Brereton, in his day, had seen as much misery while strolling, as Bensley, a gentleman as well born as himself. The latter once tramping it with Robinson, they found that they had but a penny between them. They tossed as to who should have the mutton pie which it could purchase, and Bensley burst into tears while the winner devoured the prize. Their next dinner was purchased by their cutting off their hair, then worn long, and selling it. And this incident of the hair reminds me of Fox, the manager's son at Brighton, who, when hair-powder was worn by some and denounced by others, because of the tax upon it, appeared, in some fine gentleman's part, with his head half in powder, and half without. To allay the uproar that ensued, he explained that he did it to please both parties, and of course gratified neither. Some old strolling companies, on the tramp, walked very many hundreds of miles, during the year. Even the richer brethren of the craft sometimes suffered tribulation. As once happened with the Bath company, when their scenery, machinery, dresses, and "property" of every theatrical sort, were burnt in their caravans, as they were crossing Salisbury Plain.

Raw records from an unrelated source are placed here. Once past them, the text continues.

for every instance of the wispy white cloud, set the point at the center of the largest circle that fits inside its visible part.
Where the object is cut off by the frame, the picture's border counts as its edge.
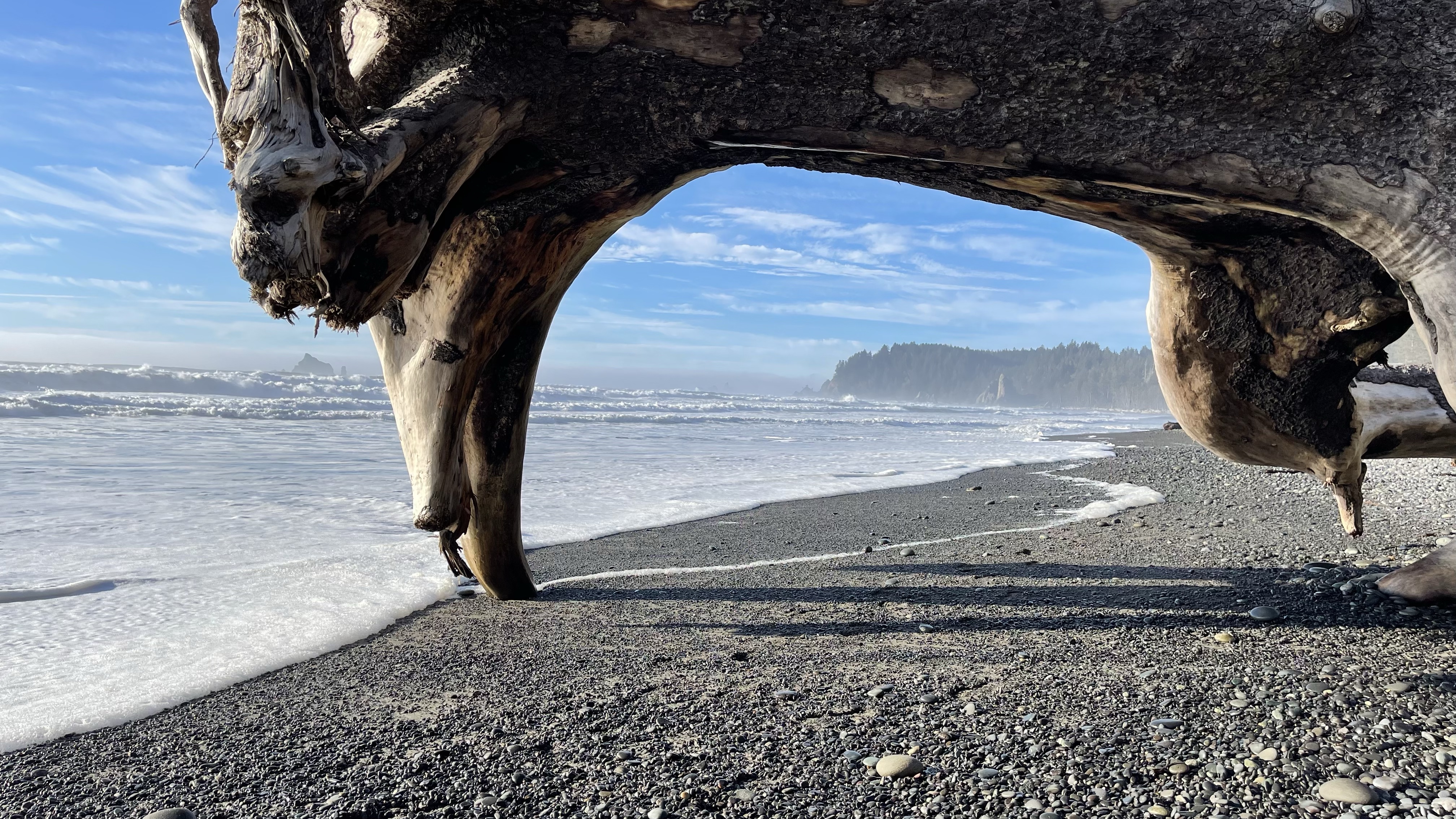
(43, 221)
(116, 286)
(684, 311)
(158, 202)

I return again to the old houses, for a moment, to consider three subjects not yet touched upon,-the old rage for prologues and epilogues,—the “dedications” of plays, and the “benefits” of the actors.

CHAPTER XXIII.

PROLOGUE, EPILOGUE; DEDICATIONS AND BENEFITS.

In looking over the poetical addresses made to audiences in former days, our regret is that such abundant illustration, as they give, of life in and out of the theatre, is rendered unavailable by a licentiousness which runs through every line. From those of Aphra Behn, and her contemporaries and immediate successors, filthy missiles, as it were, were flung at morals generally, and at the audience in particular. Nevertheless, and down to a later period, the British appetite for prologue and epilogue was for many years insatiable. The public, though often insulted in both, with that sort of license which belonged to the old jester, whose master, however, conld as readily chastise as laugh at him, listened eagerly; and only with reluctance saw the time arrive when the play was considered safe enough to go on without the introduction. Even when old plays were revived, the audience expected the prologue to enjoy resuscitation also. So, when "Cato" was reproduced at Covent Garden, for Sheridan, and the play commenced without the famous introductory lines by Pope, there was a vociferous shout from the house of "Prologue! prologue !" That eccentric actor, Wignell, was then on the stage as Portius, and in his fantastically pompous way had pronounced the opening passage of his part—

"The dawn is overcast, the morning lowers,

And heavily, with clouds, brings on the day,"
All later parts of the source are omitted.